Reusing recycled papers

Since forever, I've tried to use paper over and over again. It makes good environmental sense, and financial sense. I'm not entirely sure where I picked up the habit, but I remember having a lot of used-once-use-again paper in the house, as well as the GOOSE (Good-On-One-SidE) paper tray next to the photocopier when I worked in an office.

In the studio, reusing paper means printing on a sheet as many times as possible when doing test prints. The test prints all live in a drawer so that I can grab from the bottom of the pile and get new, dried sheets before starting on the "good stuff" for each print run. The offcuts from trimming notebooks also get tucked aside, along with our clean-up sheets.

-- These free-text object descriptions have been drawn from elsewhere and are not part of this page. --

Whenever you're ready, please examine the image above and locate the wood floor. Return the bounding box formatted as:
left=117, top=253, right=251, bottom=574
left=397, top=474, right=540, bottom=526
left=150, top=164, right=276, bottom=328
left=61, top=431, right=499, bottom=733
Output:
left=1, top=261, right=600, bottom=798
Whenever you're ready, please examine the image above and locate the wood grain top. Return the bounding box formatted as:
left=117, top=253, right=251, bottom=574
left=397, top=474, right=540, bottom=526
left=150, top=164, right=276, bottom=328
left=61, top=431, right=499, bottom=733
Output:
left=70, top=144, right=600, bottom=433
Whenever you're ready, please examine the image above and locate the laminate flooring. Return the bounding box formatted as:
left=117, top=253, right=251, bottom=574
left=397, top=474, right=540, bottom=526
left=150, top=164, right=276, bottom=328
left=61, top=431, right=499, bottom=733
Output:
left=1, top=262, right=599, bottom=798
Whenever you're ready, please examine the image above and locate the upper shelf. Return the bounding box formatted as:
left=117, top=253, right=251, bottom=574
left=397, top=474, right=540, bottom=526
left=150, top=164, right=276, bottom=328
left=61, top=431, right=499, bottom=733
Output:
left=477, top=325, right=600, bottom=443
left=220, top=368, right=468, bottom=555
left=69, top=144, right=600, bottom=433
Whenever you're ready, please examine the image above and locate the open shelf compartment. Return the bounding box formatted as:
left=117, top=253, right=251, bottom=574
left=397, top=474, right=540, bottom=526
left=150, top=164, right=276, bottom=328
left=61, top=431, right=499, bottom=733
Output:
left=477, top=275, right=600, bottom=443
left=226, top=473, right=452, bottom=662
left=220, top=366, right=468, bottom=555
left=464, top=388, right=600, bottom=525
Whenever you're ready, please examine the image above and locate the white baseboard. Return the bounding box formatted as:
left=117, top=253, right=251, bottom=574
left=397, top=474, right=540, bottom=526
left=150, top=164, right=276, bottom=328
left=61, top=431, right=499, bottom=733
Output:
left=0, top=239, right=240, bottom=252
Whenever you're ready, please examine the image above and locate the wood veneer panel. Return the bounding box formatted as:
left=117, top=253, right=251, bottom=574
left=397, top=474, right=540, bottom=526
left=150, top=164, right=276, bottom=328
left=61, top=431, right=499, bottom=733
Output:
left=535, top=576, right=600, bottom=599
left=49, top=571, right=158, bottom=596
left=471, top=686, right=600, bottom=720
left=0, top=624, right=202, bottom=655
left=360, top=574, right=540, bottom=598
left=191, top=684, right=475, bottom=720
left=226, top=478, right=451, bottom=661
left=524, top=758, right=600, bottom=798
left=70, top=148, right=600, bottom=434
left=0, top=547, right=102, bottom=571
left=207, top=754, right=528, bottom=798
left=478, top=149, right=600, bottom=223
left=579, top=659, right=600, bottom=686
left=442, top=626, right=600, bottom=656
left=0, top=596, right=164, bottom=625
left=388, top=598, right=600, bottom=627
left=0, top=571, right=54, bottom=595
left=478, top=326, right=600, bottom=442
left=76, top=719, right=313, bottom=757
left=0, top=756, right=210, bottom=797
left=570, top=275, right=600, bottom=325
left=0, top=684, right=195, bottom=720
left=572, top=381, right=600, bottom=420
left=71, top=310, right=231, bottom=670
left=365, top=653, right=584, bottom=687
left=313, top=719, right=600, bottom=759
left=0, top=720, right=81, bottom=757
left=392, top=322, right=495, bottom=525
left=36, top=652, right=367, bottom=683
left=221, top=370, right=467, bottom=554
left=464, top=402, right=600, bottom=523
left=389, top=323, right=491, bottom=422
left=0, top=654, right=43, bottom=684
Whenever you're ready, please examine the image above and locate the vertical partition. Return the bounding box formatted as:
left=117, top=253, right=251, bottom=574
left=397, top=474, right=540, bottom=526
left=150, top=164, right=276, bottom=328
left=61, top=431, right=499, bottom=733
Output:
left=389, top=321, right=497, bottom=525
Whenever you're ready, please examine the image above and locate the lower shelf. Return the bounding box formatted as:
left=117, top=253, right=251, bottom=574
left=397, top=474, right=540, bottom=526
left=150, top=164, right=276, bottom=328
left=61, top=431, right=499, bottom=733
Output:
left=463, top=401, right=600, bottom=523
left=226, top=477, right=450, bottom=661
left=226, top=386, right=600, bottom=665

We've made notebooks from misprinted cards, paper weaving from offcuts of notebooks and posters. We've even made new paper from our offcuts! The list is almost endless for all the things you can do with scrap paper.

Sometimes these offcuts get made into new designs by other people too, like the amazing bookmarks my mum made when she was visiting last year.
mum with her thank you bookmarks
Ultimately, though, we're printers and we like to keep on printing. (Makers gonna make. Plus, it's rude to hoard these amazing scraps.) So, approximately once a year, we transform these offcuts and scraps from printed items and various other "waste" product that I've been hoarding into new things for you to play with!
Paper weaving
The first outing for these goodies was last weekend at the Green Maker Initiative sale in Bovey Tracey. We had scrap bags, scrap books, even a few bundles of blank cards from a paper stock that we're no longer using. Sadly for the mailing list, we sold out of the scrap bags.

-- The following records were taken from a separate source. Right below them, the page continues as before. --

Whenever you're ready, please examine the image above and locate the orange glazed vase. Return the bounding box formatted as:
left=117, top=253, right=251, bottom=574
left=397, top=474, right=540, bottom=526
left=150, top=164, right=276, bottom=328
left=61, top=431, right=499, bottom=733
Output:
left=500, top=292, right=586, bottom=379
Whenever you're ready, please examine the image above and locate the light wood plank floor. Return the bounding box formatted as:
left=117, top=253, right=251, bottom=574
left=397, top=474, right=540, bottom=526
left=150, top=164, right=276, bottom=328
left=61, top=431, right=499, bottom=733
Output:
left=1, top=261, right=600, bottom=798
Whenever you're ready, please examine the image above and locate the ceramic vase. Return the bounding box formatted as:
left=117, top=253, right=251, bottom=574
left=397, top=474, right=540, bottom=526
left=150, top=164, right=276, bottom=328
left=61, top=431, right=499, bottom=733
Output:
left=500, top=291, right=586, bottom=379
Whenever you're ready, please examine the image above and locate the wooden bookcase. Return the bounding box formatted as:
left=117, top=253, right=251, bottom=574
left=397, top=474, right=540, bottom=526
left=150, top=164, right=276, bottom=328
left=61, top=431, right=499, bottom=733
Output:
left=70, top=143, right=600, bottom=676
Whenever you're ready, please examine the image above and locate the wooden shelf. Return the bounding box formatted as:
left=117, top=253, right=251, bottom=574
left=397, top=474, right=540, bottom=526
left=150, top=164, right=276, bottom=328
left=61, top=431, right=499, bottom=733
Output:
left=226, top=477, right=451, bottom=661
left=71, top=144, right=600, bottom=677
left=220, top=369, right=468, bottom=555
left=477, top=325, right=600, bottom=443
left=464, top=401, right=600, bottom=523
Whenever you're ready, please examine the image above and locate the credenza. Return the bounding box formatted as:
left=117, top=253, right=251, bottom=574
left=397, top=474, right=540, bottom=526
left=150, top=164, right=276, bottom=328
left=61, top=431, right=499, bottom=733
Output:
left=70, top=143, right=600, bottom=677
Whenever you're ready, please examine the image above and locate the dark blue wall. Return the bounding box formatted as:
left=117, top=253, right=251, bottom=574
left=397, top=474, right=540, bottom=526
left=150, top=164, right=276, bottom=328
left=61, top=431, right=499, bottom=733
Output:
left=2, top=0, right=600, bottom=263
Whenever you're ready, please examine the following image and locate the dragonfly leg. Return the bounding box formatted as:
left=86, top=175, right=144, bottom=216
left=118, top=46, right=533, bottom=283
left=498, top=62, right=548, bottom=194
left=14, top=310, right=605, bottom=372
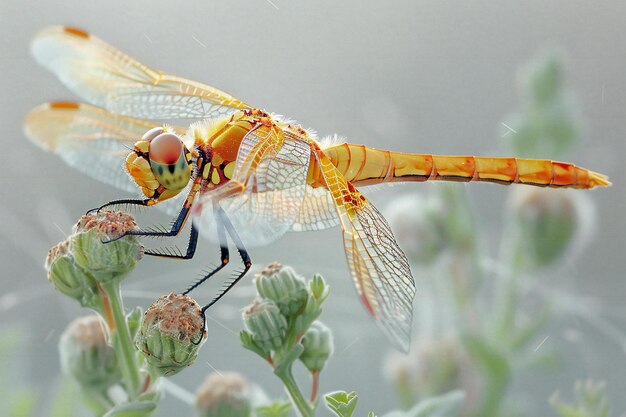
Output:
left=144, top=223, right=199, bottom=260
left=102, top=204, right=191, bottom=243
left=183, top=217, right=229, bottom=295
left=201, top=206, right=252, bottom=314
left=102, top=172, right=206, bottom=243
left=87, top=198, right=152, bottom=214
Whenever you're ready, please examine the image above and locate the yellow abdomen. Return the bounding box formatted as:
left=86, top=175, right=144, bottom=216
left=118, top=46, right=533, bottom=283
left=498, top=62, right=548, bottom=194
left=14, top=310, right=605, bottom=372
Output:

I did, however, keep aside a few of our scrap books. These books are the sweetest lil things and have been hugely popular whenever we've posted about them on Instagram.

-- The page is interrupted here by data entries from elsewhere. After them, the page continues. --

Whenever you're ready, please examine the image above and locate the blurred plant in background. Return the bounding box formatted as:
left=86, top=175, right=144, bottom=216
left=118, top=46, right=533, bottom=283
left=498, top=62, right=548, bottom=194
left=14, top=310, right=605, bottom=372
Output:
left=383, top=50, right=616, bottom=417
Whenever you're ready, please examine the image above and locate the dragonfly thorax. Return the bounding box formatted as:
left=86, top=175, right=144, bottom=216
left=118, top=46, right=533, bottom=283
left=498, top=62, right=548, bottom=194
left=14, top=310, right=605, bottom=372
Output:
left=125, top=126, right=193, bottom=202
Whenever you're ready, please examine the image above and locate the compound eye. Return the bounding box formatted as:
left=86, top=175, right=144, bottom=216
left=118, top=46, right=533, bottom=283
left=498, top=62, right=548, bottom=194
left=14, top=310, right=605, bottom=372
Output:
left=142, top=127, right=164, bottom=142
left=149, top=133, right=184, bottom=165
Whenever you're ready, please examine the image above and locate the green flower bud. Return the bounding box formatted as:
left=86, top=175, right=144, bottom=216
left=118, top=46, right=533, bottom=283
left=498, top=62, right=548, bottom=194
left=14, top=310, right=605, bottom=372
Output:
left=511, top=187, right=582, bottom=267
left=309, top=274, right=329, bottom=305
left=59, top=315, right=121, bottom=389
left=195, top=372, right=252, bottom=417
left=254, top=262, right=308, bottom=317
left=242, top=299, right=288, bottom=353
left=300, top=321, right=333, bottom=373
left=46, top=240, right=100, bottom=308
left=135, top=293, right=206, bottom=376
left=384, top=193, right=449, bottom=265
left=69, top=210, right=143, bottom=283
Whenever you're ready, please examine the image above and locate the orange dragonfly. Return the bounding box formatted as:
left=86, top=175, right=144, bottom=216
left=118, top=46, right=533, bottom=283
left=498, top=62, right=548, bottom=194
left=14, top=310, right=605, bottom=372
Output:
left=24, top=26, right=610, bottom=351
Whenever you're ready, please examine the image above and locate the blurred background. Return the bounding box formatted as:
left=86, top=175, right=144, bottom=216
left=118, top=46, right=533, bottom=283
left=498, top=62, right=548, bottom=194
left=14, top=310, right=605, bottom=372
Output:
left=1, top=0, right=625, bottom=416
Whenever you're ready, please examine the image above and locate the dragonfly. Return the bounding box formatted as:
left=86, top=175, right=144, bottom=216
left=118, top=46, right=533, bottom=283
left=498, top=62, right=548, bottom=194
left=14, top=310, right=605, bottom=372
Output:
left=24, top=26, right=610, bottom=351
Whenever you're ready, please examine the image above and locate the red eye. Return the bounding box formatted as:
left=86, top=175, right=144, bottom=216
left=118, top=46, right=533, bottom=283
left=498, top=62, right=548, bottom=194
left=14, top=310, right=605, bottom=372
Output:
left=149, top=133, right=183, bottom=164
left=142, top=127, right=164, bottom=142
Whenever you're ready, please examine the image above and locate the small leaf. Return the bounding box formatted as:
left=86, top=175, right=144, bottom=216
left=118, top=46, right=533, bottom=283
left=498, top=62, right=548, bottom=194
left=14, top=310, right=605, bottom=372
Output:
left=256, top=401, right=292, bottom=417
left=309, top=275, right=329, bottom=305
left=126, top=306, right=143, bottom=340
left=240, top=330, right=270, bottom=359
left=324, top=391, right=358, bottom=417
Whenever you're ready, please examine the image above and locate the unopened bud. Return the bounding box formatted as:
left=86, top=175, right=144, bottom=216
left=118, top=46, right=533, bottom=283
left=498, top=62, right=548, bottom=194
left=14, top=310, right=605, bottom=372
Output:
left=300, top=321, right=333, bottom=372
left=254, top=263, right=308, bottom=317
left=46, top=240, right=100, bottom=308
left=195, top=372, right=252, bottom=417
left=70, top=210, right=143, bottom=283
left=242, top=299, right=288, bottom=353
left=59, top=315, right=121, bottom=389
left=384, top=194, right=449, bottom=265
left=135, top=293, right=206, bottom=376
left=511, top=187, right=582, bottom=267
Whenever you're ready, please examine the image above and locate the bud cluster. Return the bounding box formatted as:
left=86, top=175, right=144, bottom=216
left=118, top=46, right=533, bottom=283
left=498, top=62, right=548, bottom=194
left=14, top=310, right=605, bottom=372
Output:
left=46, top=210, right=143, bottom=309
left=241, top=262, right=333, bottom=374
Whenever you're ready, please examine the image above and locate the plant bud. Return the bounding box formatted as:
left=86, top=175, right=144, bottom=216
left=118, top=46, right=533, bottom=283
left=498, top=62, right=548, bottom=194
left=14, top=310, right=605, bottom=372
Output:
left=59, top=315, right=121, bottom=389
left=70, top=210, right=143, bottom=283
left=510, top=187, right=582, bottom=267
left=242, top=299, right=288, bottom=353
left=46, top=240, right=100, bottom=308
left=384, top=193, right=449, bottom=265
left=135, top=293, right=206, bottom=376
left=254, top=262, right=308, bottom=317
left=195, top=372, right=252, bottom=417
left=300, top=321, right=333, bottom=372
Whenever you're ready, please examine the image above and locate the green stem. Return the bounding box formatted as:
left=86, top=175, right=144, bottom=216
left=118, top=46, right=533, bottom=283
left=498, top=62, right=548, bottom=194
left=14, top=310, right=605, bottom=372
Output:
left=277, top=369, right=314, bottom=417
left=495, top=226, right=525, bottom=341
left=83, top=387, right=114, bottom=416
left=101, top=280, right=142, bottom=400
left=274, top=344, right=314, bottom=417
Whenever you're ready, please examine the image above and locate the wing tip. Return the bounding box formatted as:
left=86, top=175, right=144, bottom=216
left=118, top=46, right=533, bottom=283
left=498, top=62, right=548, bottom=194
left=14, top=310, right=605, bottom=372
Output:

The scrap books contain last year's misprints, and clean-up sheets, interleaved with blank paper. They're perfect for journaling, mixed media, collage, and just flipping through. They have a gentle scent of printing ink, as the clean-up sheets are heavily inked. Those of you who enjoy the smell of a fresh book will love these scrap books. (Seriously, people were sniffing the books at the craft show last weekend. If you know, you know.)

For my fellow printers reading this: I highly recommend looking at your scrap pile and thinking about how you can convert some of your trash to treasure. I didn't invent the scrap bag, my cousin Nancy Jacobi has been putting together scrap bags for the JPP since the 1980s. Please, jump on the bandwagon! Anything we can do to reduce our impact whilst creating joyful materials for other makers is an idea that everyone should be part of.